Scottish international award winning violinist

Daphne Godson, LRAM (16 March 1932 - 15 August 2022) was an international award winning violinist and co-founder of the Scottish Baroque Ensemble.

== Life and musical career ==
Born Edith Muriel Daphne Godson in Edinburgh, at 7 Stanley Street, Portobello, she later lived in Bruntsfield. Both her parents were musical; her father worked in the civil service but was an amateur singer in church choirs and played violin and cello; her mother was a piano teacher and continued her own and Godson's musical education.

She was educated at girls' schools first at James Gillespie's Primary School and then George Watson's Ladies College, and Waddell School of Music, until 1949, when she spent a year completing her violin and piano exams. Godson won scholarships including a Royal Academy of London Dove Scholarship, becoming a Licentiate (LRAM) in 1950, then studying with Canadian violinist, Frederick Grinke, and with a Belgian government scholarship to Belgian Conservatoire, under André Gertler. At the age of 24, she won the 1957 first prize as an international violinist at the Contemporary Music Festival at Darmstadt, Germany, and an award at the Third Henryk Wieniawski Violin Competition.

At the age of 18, Godson was reviewed in March 1950 and she was described as having ‘besides her beautiful tone, a confidence and a maturity about her playing that was quite exceptional’. She performed on the BBC Home Service with pianist Kenneth Leighton in 1961, and was praised for her 'technical mastery, beauty of tone, and maturity of interpretation' of Hans Gál's concertino in Gateshead (1963). And was also a duet with pianist Audrey Innes given a very positive review in Musical Times (1962), saying that they 'deserve to be widely heard outside Scotland. Each couples a great sense of artistry with admirable technical accomplishment; each has an ardent musical personality that communicates enthusiasm and enjoyment to the listener’.

Sponsored by the Scottish Arts Council and Saltire Society in 1972, Godson and Leonard Friedman, with whom she had begun in the Scottish Baroque Ensemble, recorded for Scottish Records label, a range of 18th century music.

Godson recorded with Chandos Records, the Scottish Early Music Consort, songs and dances from Mary Queen of Scots' times. And in 1977 she performed with strings and pipes on Lismore Recordings with pipe major Robert Mathieson's Shotts and Dykehead Caledonia Pipe Band "The Big Birl. " She performed on the 1979 award winning tourist film 'Castle and Capital, now in the National Library of Scotland Moving Image archive.
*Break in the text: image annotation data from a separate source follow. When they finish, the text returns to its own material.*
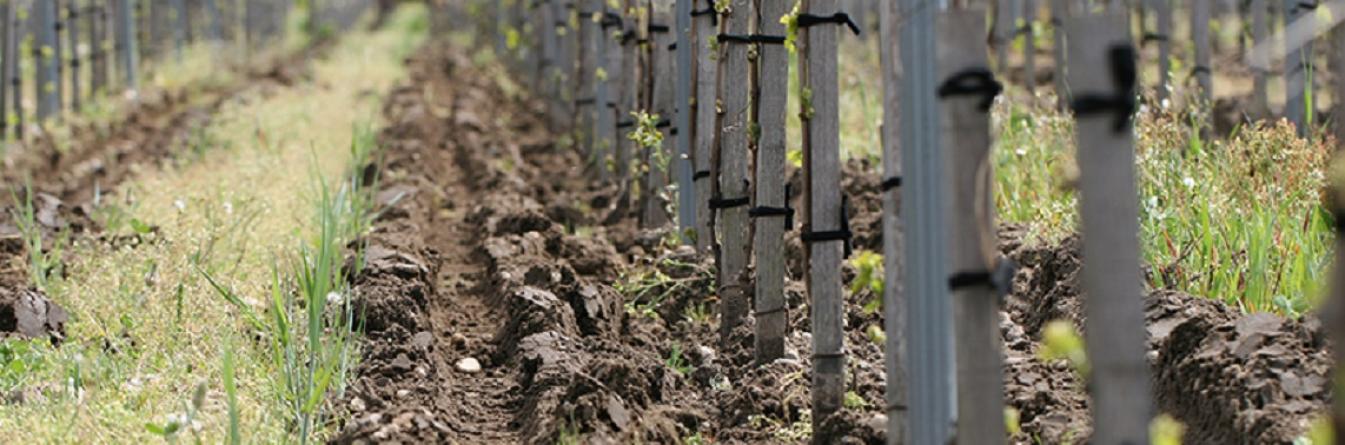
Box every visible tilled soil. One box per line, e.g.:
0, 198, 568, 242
334, 40, 1330, 444
0, 48, 316, 343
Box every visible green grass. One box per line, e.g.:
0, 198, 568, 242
994, 96, 1332, 315
0, 7, 424, 444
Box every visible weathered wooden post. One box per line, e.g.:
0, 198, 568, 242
796, 0, 859, 430
32, 1, 61, 122
710, 0, 756, 346
0, 0, 9, 143
0, 3, 26, 140
691, 0, 720, 253
1069, 11, 1151, 444
937, 9, 1011, 444
51, 0, 65, 117
673, 0, 697, 242
990, 0, 1018, 73
1050, 0, 1071, 110
172, 0, 186, 62
66, 0, 81, 112
1251, 0, 1264, 118
117, 0, 140, 90
640, 0, 677, 227
1283, 0, 1317, 136
748, 0, 794, 363
1194, 0, 1215, 111
588, 0, 621, 181
876, 1, 917, 444
1018, 0, 1038, 91
616, 0, 643, 208
1153, 0, 1172, 101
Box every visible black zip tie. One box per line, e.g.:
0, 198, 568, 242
599, 12, 625, 30
939, 69, 1005, 112
716, 34, 784, 44
948, 258, 1018, 296
691, 5, 720, 27
752, 305, 790, 317
799, 196, 854, 257
882, 176, 901, 191
798, 12, 859, 35
1069, 44, 1135, 133
1139, 32, 1167, 44
748, 184, 794, 230
710, 196, 752, 210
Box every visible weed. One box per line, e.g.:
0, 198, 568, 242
841, 391, 869, 410
663, 343, 694, 375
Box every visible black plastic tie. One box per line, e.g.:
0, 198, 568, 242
939, 69, 1005, 112
798, 12, 859, 35
710, 196, 752, 210
799, 196, 854, 257
748, 184, 794, 230
948, 258, 1018, 296
691, 5, 720, 26
882, 176, 901, 191
1069, 44, 1135, 133
716, 34, 784, 44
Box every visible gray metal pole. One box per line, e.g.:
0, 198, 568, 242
878, 1, 909, 438
117, 0, 140, 90
32, 1, 61, 121
1069, 13, 1151, 444
66, 0, 81, 112
673, 0, 695, 242
889, 0, 956, 444
1283, 0, 1315, 136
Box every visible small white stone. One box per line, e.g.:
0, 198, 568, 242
457, 358, 482, 374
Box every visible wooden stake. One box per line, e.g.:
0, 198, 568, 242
32, 1, 61, 121
694, 0, 720, 253
0, 4, 24, 140
1021, 0, 1037, 91
640, 0, 677, 227
939, 9, 1005, 444
752, 0, 794, 363
1153, 0, 1172, 101
1251, 0, 1264, 118
1190, 0, 1215, 113
86, 0, 108, 94
1069, 12, 1151, 444
799, 0, 849, 432
713, 0, 756, 346
1283, 0, 1315, 137
876, 1, 908, 444
66, 0, 82, 112
1050, 0, 1071, 110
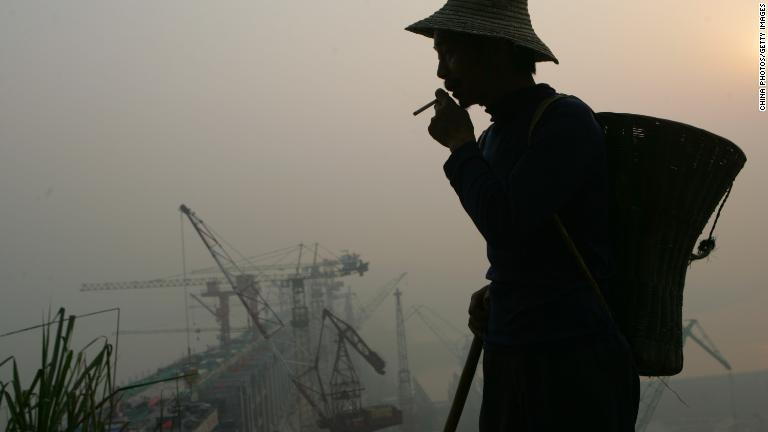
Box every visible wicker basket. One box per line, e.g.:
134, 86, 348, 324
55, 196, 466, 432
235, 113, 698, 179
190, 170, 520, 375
596, 112, 746, 376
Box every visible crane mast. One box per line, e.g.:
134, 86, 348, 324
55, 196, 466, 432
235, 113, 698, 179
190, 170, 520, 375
395, 288, 413, 425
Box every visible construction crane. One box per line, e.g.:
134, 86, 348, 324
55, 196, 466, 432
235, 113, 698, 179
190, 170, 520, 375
179, 204, 374, 432
395, 288, 413, 430
354, 272, 408, 330
189, 281, 236, 347
635, 319, 733, 432
120, 327, 248, 336
293, 309, 403, 432
405, 305, 483, 406
80, 248, 368, 292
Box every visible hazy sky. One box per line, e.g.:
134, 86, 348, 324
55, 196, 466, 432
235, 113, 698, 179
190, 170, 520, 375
0, 0, 768, 395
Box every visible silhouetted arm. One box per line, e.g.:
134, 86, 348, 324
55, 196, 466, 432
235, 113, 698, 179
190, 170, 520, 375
444, 99, 605, 246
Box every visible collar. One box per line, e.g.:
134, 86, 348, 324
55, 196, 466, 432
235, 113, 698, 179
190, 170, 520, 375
485, 83, 555, 122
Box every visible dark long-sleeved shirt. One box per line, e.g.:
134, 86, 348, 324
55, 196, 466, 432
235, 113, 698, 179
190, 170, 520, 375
444, 84, 616, 348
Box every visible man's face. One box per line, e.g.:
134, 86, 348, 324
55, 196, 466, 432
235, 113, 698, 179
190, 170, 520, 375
434, 30, 488, 108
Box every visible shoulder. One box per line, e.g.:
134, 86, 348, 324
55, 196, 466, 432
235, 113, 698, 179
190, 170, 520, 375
533, 95, 603, 140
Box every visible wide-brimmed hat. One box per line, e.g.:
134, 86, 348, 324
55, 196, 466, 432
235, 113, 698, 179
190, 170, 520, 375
405, 0, 559, 63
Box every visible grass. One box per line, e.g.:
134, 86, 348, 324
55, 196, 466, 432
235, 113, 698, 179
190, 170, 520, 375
0, 308, 117, 432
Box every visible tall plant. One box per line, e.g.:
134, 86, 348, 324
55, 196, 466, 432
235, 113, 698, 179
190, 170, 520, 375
0, 308, 115, 432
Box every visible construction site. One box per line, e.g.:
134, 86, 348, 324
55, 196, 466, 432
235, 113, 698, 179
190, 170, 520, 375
69, 205, 760, 432
76, 205, 468, 432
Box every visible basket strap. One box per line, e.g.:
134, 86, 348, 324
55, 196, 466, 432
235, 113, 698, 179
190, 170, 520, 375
528, 93, 613, 319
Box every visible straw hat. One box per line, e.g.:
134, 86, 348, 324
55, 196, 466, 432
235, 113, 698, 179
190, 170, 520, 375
405, 0, 559, 63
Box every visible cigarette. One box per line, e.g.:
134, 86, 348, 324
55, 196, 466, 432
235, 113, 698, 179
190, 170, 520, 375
413, 99, 437, 115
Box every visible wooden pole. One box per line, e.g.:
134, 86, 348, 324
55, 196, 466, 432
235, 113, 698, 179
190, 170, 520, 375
443, 336, 483, 432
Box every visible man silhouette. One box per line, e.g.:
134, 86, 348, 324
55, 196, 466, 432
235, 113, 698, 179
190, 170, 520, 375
407, 0, 639, 432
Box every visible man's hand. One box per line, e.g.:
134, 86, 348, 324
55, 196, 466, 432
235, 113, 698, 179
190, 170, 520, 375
428, 89, 475, 152
468, 285, 491, 337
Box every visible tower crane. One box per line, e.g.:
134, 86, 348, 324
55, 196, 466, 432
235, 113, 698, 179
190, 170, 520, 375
355, 272, 408, 330
635, 319, 733, 432
405, 305, 483, 406
115, 327, 248, 336
293, 309, 403, 432
179, 204, 374, 432
395, 288, 413, 430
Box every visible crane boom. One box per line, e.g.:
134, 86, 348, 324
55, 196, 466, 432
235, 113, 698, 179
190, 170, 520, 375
179, 204, 284, 339
355, 273, 408, 329
323, 309, 386, 375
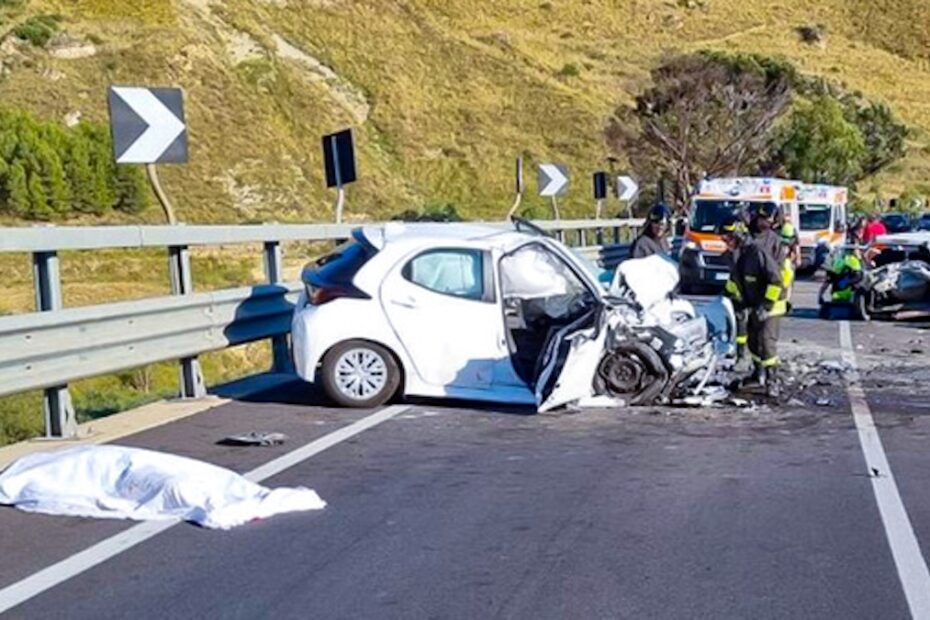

She was the leader of the Scottish Chamber Orchestra (1974-76) and played solo with the BBC Scottish Symphony Orchestra, the Scottish National Orchestra and the Bournemouth Symphony Orchestra.

From 1959 to 1999, Godson performed concerts at the University of Edinburgh Reid Concert Hall, with the Reid Orchestra and others, for example, in 1984 with the Stodart Fortepiano Ensemble.

Between 1970 and 1995, she was also soloist with the Scottish Sinfonia.